The ambassador laid out the deal in clear, respectful language. The U.S. administration of President Donald Trump helped coordinate the details, building on work that presidential adviser Jared Kushner has been facilitating as part of the larger (and thus far unsuccessful) push for an overall peace deal. Reflecting earlier work by the Bush and Obama administrations to bring the Arab and Israeli sides together, it is an important bipartisan step toward Israeli-Arab rapprochement that may in time bear significant fruit.

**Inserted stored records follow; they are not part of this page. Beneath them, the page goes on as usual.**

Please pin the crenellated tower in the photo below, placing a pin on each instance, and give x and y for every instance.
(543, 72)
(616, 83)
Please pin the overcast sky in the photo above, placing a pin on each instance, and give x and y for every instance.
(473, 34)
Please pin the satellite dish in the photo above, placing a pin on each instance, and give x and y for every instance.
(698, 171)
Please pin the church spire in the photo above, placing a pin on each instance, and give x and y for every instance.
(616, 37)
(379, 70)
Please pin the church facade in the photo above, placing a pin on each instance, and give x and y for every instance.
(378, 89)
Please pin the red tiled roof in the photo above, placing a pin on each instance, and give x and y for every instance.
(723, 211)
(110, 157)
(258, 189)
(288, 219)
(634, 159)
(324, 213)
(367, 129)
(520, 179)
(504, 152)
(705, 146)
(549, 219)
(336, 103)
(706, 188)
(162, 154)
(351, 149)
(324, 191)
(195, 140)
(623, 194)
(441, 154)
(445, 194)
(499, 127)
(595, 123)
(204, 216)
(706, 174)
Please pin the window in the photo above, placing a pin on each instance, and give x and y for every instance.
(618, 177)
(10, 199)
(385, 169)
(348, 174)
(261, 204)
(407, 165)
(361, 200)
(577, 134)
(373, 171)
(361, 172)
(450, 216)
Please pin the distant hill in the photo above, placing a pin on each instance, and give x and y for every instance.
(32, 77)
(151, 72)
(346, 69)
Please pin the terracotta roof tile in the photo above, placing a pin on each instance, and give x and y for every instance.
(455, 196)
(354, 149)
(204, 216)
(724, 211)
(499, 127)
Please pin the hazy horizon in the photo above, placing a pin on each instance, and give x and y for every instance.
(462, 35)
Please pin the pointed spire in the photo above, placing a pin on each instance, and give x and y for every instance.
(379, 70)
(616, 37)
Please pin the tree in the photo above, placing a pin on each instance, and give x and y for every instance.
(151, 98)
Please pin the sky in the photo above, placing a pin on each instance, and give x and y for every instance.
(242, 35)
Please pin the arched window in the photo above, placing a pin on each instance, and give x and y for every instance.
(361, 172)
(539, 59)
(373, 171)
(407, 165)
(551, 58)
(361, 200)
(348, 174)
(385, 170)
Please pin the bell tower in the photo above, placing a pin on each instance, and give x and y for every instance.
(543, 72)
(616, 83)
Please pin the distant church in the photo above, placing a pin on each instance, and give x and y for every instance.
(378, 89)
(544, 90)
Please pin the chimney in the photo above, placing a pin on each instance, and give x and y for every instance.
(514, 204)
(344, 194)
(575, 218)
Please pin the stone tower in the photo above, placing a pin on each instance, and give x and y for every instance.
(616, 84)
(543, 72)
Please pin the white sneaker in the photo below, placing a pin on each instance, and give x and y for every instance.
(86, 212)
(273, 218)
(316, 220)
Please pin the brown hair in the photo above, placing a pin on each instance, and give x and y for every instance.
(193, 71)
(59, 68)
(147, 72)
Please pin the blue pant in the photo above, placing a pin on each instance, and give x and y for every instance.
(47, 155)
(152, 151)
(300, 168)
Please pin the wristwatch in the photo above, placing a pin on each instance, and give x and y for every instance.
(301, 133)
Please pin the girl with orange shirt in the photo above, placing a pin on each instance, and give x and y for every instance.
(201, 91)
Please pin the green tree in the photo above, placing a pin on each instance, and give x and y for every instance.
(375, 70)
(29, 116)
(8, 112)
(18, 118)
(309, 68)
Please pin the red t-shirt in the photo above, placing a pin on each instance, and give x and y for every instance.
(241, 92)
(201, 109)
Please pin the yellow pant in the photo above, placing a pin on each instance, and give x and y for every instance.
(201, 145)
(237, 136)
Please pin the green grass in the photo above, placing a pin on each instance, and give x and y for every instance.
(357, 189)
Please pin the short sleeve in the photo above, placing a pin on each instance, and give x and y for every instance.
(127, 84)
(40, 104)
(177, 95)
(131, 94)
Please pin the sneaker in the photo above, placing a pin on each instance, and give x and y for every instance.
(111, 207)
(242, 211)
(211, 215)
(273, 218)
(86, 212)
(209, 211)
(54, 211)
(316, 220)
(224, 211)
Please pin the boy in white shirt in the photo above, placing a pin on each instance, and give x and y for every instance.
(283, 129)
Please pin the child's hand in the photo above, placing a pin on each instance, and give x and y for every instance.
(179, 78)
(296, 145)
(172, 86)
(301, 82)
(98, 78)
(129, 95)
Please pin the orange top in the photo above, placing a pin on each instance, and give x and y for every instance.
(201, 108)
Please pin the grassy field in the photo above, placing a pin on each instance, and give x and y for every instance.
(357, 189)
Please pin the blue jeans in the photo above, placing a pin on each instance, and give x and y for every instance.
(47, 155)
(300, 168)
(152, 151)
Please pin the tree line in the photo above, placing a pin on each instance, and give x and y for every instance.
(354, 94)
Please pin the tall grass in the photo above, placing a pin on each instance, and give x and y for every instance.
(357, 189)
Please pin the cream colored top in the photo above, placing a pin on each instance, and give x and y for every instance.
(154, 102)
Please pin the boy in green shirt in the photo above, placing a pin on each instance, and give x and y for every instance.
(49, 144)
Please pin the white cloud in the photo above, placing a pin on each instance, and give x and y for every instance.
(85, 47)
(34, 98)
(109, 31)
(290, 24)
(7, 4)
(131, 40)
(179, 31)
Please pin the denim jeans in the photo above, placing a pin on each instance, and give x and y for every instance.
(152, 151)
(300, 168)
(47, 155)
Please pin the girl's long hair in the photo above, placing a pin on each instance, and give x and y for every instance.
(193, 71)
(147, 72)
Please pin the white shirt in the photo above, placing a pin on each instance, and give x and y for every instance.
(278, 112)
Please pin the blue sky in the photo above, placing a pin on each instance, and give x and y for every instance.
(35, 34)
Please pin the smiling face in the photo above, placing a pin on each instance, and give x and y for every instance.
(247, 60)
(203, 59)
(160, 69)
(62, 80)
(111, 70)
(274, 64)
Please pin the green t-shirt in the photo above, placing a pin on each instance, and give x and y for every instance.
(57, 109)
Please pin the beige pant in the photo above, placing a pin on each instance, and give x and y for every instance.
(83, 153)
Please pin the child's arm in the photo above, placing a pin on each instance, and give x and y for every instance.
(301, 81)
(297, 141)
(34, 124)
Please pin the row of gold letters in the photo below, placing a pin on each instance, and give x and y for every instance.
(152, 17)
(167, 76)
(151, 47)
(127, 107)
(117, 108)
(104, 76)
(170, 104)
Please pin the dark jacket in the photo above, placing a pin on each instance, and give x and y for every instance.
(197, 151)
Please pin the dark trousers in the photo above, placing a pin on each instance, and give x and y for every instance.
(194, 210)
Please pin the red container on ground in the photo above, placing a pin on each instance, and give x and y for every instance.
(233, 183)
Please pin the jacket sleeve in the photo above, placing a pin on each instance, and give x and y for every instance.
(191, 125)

Throughout my tenure as supreme allied commander of NATO, I came to know Israel well. I became particularly close to the head of the Israeli Defense Forces, Lt. Gen. Gabi Ashkenazi, and his deputy commander, then-Maj. Gen. Benny Gantz. Both remain important figures in Israeli politics. Indeed, the first phone call between the UAE and Israel, on Sunday, was conducted by Ashkenazi and his counterpart in the UAE. Gantz, who went on to command the IDF, is now alternate prime minister in a shaky coalition with Benjamin Netanyahu. Benny (as even junior officers called him when he wore stars on his shoulder) is also the minister of defense.